Categorical variables vocabulary class.

Accumulates and provides mapping from classes to indexes. Can be easily used for words.


freeze(self, freeze=True)

Freezes the vocabulary, after which new words return unknown token id.

  • Args:
    • freeze: True to freeze, False to unfreeze.


get(self, category)

Returns word's id in the vocabulary.

If category is new, creates a new id for it.

  • Args:

    • category: string or integer to lookup in vocabulary.
  • Returns: interger, id in the vocabulary.

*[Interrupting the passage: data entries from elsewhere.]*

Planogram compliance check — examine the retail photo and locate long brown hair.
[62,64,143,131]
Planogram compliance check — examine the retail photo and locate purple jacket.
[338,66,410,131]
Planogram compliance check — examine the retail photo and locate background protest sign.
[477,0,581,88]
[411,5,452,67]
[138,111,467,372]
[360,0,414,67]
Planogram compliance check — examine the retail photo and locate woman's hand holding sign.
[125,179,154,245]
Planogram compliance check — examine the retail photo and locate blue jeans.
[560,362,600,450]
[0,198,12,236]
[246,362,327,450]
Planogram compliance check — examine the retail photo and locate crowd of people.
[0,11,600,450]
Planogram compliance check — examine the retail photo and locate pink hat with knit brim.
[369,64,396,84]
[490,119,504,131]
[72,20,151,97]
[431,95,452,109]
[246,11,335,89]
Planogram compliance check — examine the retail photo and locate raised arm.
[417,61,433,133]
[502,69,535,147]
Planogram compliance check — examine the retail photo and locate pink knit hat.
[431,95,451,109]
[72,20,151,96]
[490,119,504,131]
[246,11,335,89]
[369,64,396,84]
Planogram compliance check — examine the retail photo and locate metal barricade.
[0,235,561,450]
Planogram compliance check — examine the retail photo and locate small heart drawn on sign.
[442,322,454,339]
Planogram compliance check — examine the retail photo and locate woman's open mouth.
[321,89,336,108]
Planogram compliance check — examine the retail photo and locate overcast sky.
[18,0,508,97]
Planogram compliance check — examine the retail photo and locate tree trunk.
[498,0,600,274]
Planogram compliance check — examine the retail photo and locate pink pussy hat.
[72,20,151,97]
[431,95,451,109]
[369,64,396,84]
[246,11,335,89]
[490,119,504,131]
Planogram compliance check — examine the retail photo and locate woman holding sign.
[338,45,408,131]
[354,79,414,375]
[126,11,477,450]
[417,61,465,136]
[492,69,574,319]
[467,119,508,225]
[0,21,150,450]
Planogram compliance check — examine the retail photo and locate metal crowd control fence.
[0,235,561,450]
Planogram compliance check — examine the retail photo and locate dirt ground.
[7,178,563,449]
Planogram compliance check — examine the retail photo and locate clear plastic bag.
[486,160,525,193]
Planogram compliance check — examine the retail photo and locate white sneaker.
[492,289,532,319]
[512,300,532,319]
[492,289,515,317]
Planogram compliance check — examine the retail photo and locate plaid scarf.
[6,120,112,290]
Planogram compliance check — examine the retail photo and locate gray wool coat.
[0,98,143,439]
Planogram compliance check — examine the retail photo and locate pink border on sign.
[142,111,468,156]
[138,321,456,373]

add(self, category, count=1)

Adds count of the category to the frequency table.

  • Args:
    • category: string or integer, category to add frequency to.
    • count: optional integer, how many to add.


trim(self, min_frequency, max_frequency=-1)

Trims vocabulary for minimum frequency.

Remaps ids from 1..n in sort frequency order. where n - number of elements left.

  • Args:
    • min_frequency: minimum frequency to keep.
    • max_frequency: optional, maximum frequency to keep. Useful to remove very frequent categories (like stop words).


reverse(self, class_id)

Given class id reverse to original class name.

  • Args:

    • class_id: Id of the class.
  • Returns: Class name.

  • Raises:

    • ValueError: if this vocabulary wasn't initialized with support_reverse.